Vaccination race in US off to slow, messy start; Wisconsin hospital worker arrested for spoiled shots

The race to vaccinate millions of Americans is off to a slower, messier start than public health officials and leaders of the Trump administration’s Operation Warp Speed had expected.

Overworked, underfunded state public health departments are scrambling to patch together plans for administering vaccines. Counties and hospitals have taken different approaches, leading to long lines, confusion, frustration and jammed phone lines. A multitude of logistical concerns have complicated the process of trying to beat back the scourge that has killed over 340,000 Americans.

Dr.

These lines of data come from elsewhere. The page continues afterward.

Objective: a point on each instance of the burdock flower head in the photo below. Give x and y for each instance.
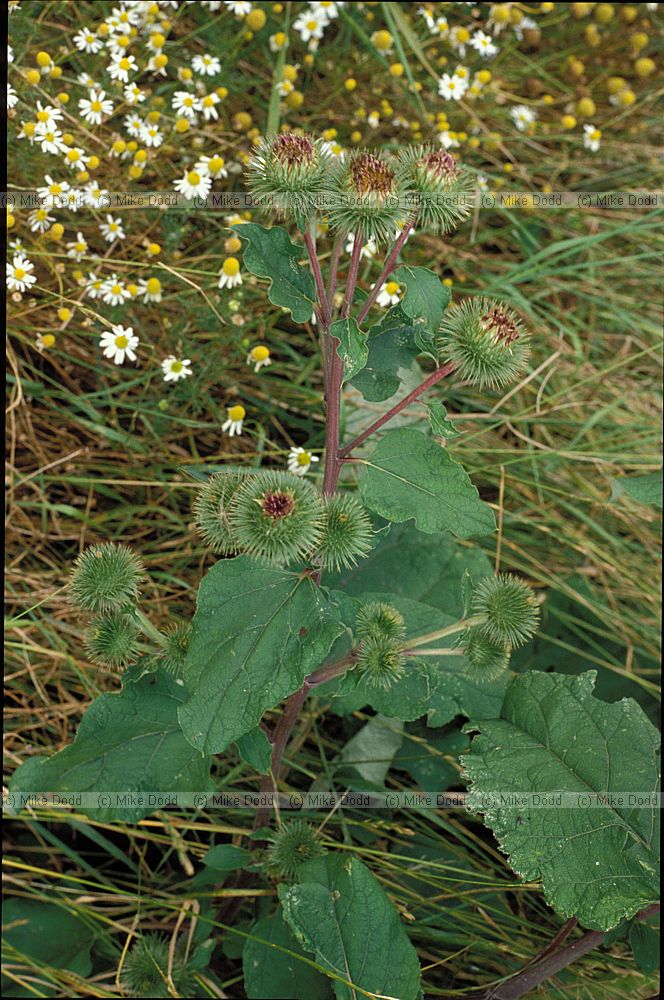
(276, 516)
(435, 186)
(485, 341)
(287, 172)
(366, 198)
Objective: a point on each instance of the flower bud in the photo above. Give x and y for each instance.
(380, 661)
(149, 968)
(276, 516)
(294, 845)
(436, 186)
(211, 510)
(347, 532)
(510, 607)
(366, 198)
(288, 171)
(105, 578)
(486, 342)
(486, 659)
(380, 620)
(112, 640)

Ashish Jha, a health policy researcher and dean of the Brown University School of Public Health, said the main problem is that states are not getting adequate financial or technical support from the federal government. Jha said the Trump administration, principally the Department of Health and Human Services, has set states up to fail.

“There’s a lot states still need to do,” he said, “but you need a much more active role from the federal government than what they have been willing to do. They’ve largely said to states, ‘This is your responsibility. Figure it out.’”

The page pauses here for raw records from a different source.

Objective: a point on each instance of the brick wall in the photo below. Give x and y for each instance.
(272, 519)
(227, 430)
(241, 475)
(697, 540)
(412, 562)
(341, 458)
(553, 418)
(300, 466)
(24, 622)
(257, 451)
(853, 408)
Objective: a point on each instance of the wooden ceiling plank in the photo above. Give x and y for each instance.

Lags in reporting vaccination numbers explain in part why many states aren’t meeting their year-end goals, but officials blame logistical and financial hurdles for the slow pace.

Many states lack the money to hire personnel, pay for overtime or reach out to the public. The equipment required to keep the vaccines cold complicates their distribution. Also, providers need to track vaccinations so they have enough to dispense the required second doses 21 days after the first.

In other developments:

  • Authorities arrested a suburban Milwaukee pharmacist Thursday suspected of deliberately ruining hundreds of doses of coronavirus vaccine by removing it from refrigeration for two nights.
  • Republican Sen. David Perdue was forced into quarantine Thursday in the home stretch of Georgia’s high-stakes Senate runoffs, disclosing just five days before the election that he had been exposed to a campaign worker infected with the coronavirus.
  • The World Health Organization says it has cleared the Pfizer-BioNTech coronavirus vaccine for emergency use, meaning poorer countries may soon get access to the shot already available in Europe and North America.
  • People exposed to a coronavirus patient who stay well for 10 days still have a 7% chance of getting sick, but a U.S. government recommendation on shorter quarantines is not changing.
  • The University of Michigan’s Big House has been transformed into The Big Vaccine Clinic. A few hundred University of Michigan medical professionals and students who work in health care settings received their first dose of the COVID-19 vaccine on Thursday at Michigan Stadium, one of the nation’s largest sporting venues.